In de Formule 1 blijkt Pastor precies te zijn wie men denkt dat hij is. Met een onwelwillende Williams komt de Venezolaan in zijn eerste jaar nergens. Eén schamel puntje, een tiende plaats bij de Belgische Grand Prix op Spa-Francorchamps, dat is de opbrengst. Maar Williams klaagt niet. Met de oliecenten kan men voor 2012 een wonderwapen tekenen.
Grand Prix-winnaar?!
Het tweede seizoen van Pastor op het hoogste niveau levert de meest wonderbaarlijke prestatie uit de recente geschiedenis van de koningsklasse op. In het tweede weekend van mei raast de Venezolaan naar poleposition op het circuit van Barcelona – zij het na diskwalificatie van Hamilton – en zet hij die eerste startplaats een dag later om in een overwinning. Pastor, die in 2011 de ene na de andere tijdstraf heeft verzameld en bij geen enkele verzekeraar meer voor dekking hoeft aan te kloppen, is plotseling een Grand Prix-winnaar.
Nog geen twee uur na het vallen van de finishvlag vliegt de garage van Williams in brand. Toeval? Misschien wel. Omstanders komen er goed van af, maar de oorzaak is tot op de dag van vandaag niet opgehelderd. Voor degene die handigheid heeft met het verbinden van de puntjes is één en één snel twee, maar aangezien het niet door een Onafhankelijke Factchecker™ is goedgekeurd, schrijven we die theorie maar niet letterlijk op.

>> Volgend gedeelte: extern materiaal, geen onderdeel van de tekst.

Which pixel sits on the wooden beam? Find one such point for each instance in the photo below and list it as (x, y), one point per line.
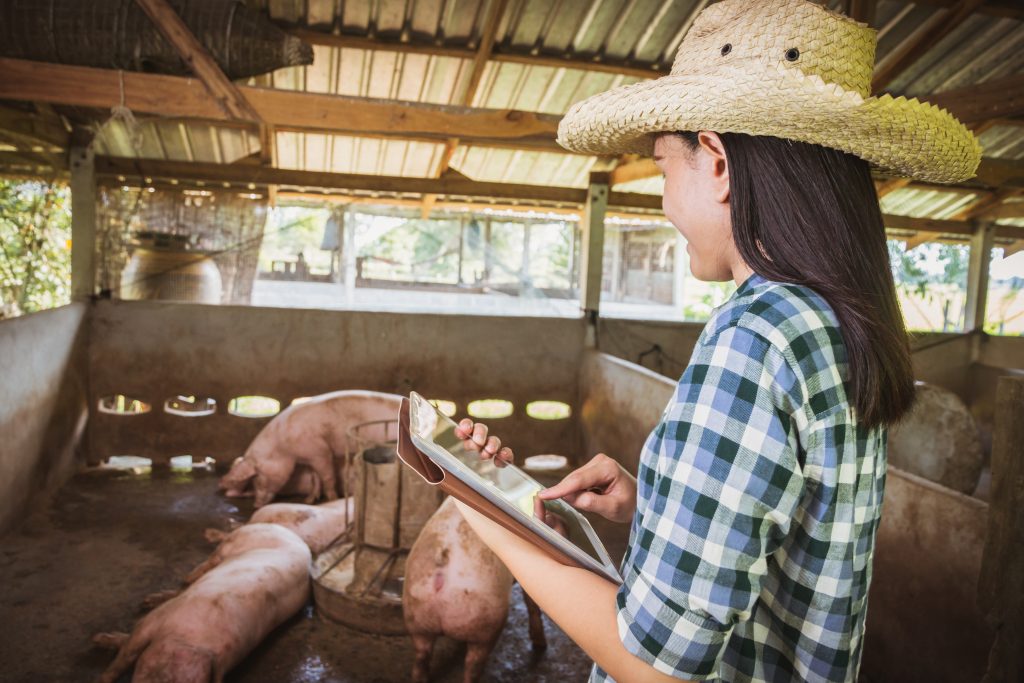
(888, 186)
(365, 43)
(977, 276)
(984, 204)
(1000, 581)
(935, 29)
(195, 54)
(862, 10)
(642, 168)
(1001, 97)
(286, 110)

Goed, die Grand Prix-zege zal Pastor vast in het zadel hebben geholpen, om daarna uit te groeien tot een vaste waarde in de subtop, à la Bottas? Nou, nee. Pastor beschikt in 2012 over één van de beste wagens van het veld, maar weet er totaal geen raad mee. In Valencia – een stratencircuit – lijkt hij op weg naar het podium, tot het brein in errormodus schiet en hij Hamilton meeneemt in zijn val. Geen punten. Naast zijn overwinning behaalt Pastor één vijfde plaats en een handvol puntenplekken in de marge.
Oneindige lijst straffen
Na een jaartje crashen bij Williams verschuift Pastors aandacht richting Lotus, dat voor zowel 2012 als 2013 een puike bolide heeft gebouwd. 2014 moet het jaar worden, maar wie goed heeft opgelet, ziet dat Lotus dan al in verval is geraakt. Kimi Räikkönen heeft het team verschrikkelijk veel geld gekost en het management zit op de blaren. Wat is er gebeurd? Räikkönen heeft voor zijn comeback in 2012 beklonken voor elk WK-punt een schandalig hoge geldbonus te krijgen. Als de Fin ruim tweehonderd punten scoort, is Lotus zo goed als failliet.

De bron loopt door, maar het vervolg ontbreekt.